In contrast, point-of-care MRI with low-field MRI scanners avoids many of these challenges. Such systems can be plugged into standard power outlets, have no cooling requirements, are significantly lower in cost, and do not require clinical equipment such as oxygen tanks, ventilators, intravenous poles, and dialysis machines to be moved out of the room, he explained.
In his ISMRM talk, Sheth discussed how he and colleagues at Yale's neuroscience intensive care unit (ICU) evaluated a 0.064-tesla POC MRI scanner under development. They enrolled 246 patients between July 2018 and June 2020; a total of 72 patients did not undergo POC MRI for reasons such as claustrophobia, patient size constraint, or scanner malfunction. In total, they obtained 211 exams on 174 patients. The central nervous system (CNS) pathologies that were scanned included ischemic stroke, hemorrhagic stroke, subarachnoid hemorrhage, traumatic brain injury, and brain tumor.
The scanner's portability allowed for serial MRI scans to be performed, Sheth said.
"One of the things that low-field, point-of-care imaging allowed us to do, which is very rare for conventional MRIs at our institution, is the ability to perform serial exams," he noted. "We were able to do this in 16 patients."
In addition, trained MR technicians were not needed -- bedside exams could be performed by research staff -- and scanning parameters were controlled via a tablet.
A total of 20 patients had COVID-19 with an inability to ascertain their mental status. Hemorrhagic stroke was the second most common pathology, with 12 patients presenting with it, followed by ischemic stroke (nine patients). Other pathologies included traumatic brain injury, brain tumor, and subarachnoid hemorrhage.
"All point-of-care MRI findings were in agreement with conventional radiology reports," Sheth said.
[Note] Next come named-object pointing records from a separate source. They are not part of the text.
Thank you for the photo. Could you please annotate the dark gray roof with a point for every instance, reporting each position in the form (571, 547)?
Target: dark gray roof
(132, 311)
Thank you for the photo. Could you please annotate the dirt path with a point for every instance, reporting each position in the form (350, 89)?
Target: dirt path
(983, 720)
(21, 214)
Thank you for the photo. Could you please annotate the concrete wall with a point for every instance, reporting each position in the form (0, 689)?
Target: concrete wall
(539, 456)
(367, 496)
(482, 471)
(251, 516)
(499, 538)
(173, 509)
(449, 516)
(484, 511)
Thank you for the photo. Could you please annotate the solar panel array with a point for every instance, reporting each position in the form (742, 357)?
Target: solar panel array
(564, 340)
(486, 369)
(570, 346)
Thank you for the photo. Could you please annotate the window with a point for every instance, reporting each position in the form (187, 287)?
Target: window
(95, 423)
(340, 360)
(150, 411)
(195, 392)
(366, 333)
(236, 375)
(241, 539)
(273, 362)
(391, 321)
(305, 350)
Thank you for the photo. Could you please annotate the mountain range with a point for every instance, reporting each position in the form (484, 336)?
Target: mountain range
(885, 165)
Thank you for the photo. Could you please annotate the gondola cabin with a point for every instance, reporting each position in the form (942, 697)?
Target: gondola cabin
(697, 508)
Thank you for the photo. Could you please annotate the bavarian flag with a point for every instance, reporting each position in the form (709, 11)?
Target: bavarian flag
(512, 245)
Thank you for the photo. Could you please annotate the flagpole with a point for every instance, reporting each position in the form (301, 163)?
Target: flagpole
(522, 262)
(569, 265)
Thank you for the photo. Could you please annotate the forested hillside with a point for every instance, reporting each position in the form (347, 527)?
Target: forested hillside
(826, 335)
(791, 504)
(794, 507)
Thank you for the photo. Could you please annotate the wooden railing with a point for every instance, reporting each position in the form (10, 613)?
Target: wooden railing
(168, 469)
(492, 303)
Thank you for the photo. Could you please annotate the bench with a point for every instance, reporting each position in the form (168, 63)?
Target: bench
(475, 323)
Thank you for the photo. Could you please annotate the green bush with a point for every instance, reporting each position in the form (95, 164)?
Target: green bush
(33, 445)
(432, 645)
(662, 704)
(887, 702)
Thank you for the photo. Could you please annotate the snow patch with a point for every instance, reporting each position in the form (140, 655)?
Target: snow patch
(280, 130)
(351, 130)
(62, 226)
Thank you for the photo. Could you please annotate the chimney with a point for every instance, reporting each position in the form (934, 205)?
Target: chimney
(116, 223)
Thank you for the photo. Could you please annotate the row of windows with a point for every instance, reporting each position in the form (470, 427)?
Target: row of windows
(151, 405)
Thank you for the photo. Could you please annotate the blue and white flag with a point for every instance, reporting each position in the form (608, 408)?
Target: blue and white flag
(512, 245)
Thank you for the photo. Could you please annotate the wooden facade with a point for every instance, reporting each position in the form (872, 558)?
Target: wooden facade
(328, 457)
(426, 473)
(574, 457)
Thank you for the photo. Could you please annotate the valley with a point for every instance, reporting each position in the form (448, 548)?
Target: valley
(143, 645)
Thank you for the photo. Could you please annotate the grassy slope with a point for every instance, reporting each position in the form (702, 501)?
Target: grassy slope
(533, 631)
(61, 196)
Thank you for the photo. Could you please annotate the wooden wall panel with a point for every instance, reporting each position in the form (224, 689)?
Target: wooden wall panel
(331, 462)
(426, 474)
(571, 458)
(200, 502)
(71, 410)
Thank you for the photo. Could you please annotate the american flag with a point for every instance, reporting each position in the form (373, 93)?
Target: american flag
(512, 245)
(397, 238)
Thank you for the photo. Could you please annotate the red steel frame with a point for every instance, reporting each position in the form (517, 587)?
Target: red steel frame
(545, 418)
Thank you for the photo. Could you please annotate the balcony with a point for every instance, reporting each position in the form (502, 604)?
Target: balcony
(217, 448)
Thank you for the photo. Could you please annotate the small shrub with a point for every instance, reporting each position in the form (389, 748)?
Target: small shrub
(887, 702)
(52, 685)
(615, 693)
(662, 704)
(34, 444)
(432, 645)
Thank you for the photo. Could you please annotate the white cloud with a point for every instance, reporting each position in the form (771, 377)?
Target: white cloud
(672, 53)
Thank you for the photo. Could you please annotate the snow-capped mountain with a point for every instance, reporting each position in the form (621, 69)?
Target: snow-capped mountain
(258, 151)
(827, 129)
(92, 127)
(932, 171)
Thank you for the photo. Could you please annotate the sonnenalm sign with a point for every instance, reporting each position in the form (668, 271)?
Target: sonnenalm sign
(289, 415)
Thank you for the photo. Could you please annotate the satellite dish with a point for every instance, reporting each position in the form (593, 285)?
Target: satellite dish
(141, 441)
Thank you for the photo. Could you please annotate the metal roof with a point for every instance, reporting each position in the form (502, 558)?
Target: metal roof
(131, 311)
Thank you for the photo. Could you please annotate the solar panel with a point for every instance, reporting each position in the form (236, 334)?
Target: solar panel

Furthermore, use of the POC MRI scanner enabled radiologists to identify pathologies in patients who could not undergo conventional MRI: In one patient who was too unstable to be transported to conventional imaging, a right cerebellum infarction was detected, and in another patient who was paralyzed and sedated, evidence of a large, hemispheric infarction was detected.
On the other hand, one patient had a diffuse subarachnoid hemorrhage that was not observed with the point-of-care MRI scanner. The scanner's inability to perform susceptibility-weighted imaging precluded the ability to examine microhemorrhages that one might see in conditions such as cerebral amyloid angiopathy.
Still, the overall data demonstrated that point-of-care MRI was undeniably valuable in the ICU, according to Sheth.
"These findings, in short, demonstrated the first successful deployment of a portable MRI to the bedsides of patients with critical illness, sidestepping the risks of transporting patients with critical illnesses by allowing these exams to occur in the immediate, bedside environment," he said. "We believe that the pandemic and nonpandemic scanning experience demonstrates the promise for bedside neurological assessment in other resource-limited settings."
Sheth plans to explore broadening the use of point-of-care MRI beyond the neuro ICU, working with clinicians at Massachusetts General Hospital to generate multicenter data. In addition, the researchers plan to incorporate artificial intelligence for better image analysis.